Share your dilemmas and get honest opinions from other Mumsnetters.

“Oh well it’s only skin cancer”

38 replies

FedUp6789 · 18/01/2022 16:47

My mom died recently and we have just had her funeral. She died of cancer after a very long 10 years of various diagnosis and stages of cancer. She was my absolute best friend. Yesterday my dad got diagnosed with Skin cancer, only 3 weeks after my moms death. Multiple times I have been told today “ah well at least it’s only skin cancer”

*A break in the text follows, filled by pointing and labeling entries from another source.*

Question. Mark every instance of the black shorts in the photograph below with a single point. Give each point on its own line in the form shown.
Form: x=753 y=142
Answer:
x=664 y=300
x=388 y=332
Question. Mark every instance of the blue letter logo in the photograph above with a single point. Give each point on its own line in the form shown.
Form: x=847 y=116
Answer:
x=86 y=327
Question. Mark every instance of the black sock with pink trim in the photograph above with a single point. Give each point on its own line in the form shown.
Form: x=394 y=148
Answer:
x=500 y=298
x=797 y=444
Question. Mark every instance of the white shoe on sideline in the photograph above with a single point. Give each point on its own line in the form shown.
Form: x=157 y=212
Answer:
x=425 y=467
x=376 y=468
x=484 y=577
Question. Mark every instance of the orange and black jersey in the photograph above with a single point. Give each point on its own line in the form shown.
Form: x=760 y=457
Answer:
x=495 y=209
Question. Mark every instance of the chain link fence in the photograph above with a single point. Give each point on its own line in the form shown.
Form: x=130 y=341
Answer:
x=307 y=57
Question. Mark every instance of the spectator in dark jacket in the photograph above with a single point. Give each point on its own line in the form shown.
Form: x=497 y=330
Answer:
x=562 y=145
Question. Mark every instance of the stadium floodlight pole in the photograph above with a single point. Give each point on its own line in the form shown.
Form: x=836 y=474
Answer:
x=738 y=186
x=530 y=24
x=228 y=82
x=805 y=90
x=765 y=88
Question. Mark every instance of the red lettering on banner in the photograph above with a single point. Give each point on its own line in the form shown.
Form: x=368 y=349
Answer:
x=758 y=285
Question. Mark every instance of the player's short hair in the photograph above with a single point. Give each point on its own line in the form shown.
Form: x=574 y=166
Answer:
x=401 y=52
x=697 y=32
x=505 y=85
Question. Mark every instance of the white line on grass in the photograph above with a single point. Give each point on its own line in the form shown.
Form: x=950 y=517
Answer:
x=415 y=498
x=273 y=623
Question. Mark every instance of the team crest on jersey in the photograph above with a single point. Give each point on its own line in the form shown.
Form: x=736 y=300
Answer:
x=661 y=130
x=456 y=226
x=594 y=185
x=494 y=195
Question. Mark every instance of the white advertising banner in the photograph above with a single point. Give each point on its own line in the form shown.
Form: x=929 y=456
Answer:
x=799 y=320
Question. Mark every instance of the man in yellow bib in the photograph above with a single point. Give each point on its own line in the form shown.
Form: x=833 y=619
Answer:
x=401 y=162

Just because it’s skin cancer doesn’t mean it’s any less devastating or upsetting that my dad now has cancer too. He’s the kind of man who’s never been ill or injured and the most he’s suffered with is a cold. It’s come as a huge shock. I wish people wouldn’t minimise it “just because it’s skin cancer”

AIBU to be really fucked off with being told this? Yes it could be much worse but I’ve already experienced that with my mom whose cancer eventually spread to her brain. He’s still got to have an operation, biopsy and radiotherapy because of how deep the tumour is under his skin.

OP posts:
VickyEadieofThigh · 18/01/2022 16:49

Some people are very poorly-informed. You are right to be upset about such comments.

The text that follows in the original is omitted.